RPM

Comment 8 for bug 635834

Revision history for this message
In , Jeff (jeff-redhat-bugs) wrote :

I did not mean to imply you have done --rebuilddb benchchmarks. My statement is
true no matter what: neither -qa _NOR_ --rebuilddb are proper measurements
of rpmdb "performance" because the access is sequential. So any claim of "inefficient"
rpmdb I/O will only apply narrowly and incompletely.

> Is this rpm 4.7 going to be replaced by rpm 5 - or is it unrelated project to
> Fedora's rpm package?

I quote myself "irrelevant". The problems were the same as what is in your callgrind
spewage because the code was largely the same. But feel free to not look for fixes
in projects that are unrelated to Fedora. The measured callgrind speed up after fixing
dataLength and other issues was 14.6x @rpm5.org.

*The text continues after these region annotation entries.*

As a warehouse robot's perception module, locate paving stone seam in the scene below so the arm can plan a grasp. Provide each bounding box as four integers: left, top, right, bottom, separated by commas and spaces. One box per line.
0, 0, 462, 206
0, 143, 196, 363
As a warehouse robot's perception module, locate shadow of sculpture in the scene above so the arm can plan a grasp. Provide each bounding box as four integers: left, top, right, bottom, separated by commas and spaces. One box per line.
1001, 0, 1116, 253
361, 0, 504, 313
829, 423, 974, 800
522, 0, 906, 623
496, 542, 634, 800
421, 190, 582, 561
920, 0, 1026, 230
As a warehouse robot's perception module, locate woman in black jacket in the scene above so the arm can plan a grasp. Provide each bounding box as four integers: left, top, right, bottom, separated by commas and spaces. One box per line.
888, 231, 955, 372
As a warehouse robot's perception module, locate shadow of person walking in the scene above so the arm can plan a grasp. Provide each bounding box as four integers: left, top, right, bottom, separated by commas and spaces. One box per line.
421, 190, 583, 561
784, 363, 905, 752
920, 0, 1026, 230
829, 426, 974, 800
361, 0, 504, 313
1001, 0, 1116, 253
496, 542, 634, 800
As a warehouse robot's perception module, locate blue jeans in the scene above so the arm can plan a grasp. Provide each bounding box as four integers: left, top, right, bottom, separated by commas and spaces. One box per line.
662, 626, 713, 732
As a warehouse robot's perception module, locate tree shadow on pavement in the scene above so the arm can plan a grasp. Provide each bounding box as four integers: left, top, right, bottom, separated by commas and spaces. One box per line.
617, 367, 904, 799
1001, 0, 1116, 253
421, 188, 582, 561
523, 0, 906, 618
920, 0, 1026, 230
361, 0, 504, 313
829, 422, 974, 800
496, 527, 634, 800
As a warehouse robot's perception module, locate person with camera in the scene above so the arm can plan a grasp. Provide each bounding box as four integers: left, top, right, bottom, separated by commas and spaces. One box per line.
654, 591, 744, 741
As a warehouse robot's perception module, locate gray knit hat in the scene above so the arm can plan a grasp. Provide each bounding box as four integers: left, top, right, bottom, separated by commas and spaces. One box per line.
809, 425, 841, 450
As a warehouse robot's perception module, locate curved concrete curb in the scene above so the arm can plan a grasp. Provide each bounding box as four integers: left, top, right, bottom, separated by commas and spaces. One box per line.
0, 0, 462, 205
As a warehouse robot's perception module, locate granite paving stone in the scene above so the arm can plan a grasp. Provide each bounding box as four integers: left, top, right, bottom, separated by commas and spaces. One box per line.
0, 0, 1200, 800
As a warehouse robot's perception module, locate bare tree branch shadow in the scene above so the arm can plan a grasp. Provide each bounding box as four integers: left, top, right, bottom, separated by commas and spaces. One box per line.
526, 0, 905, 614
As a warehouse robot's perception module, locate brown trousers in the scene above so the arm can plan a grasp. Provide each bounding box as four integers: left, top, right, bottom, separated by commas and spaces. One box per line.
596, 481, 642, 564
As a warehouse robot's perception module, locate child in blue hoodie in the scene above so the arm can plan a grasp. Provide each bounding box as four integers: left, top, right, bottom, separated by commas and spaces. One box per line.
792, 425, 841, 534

> As I've said - callgrind will not show I/O stalls.

Yes. Which is why I use callgrind to measure I/O "overhead" claims as here.

> Do you flush disk buffers within your tests ?
Callgrind measurements are largely immune to buffer state as well. Yes I flush buffers
where needed or appropriate.

Are you claiming I/O stalls or not? You have not disclosed any measurement
that directly shows stalls, only pointed out the possibility afaict. strace tstamps
would be convincing. I have not seen stalls, or behavior indicative of I/O waits,
while benchmarking RPM.

> Yeah - sure python is much bigger CPU eater in this case - but rpm is not
> negligible either...
LVM is not exactly svelte either. Reasoning from yum->python->lvm peformance
to claimed "inefficient database disk reading" for RPM based on the largeness
of the code base is no measurement I understand.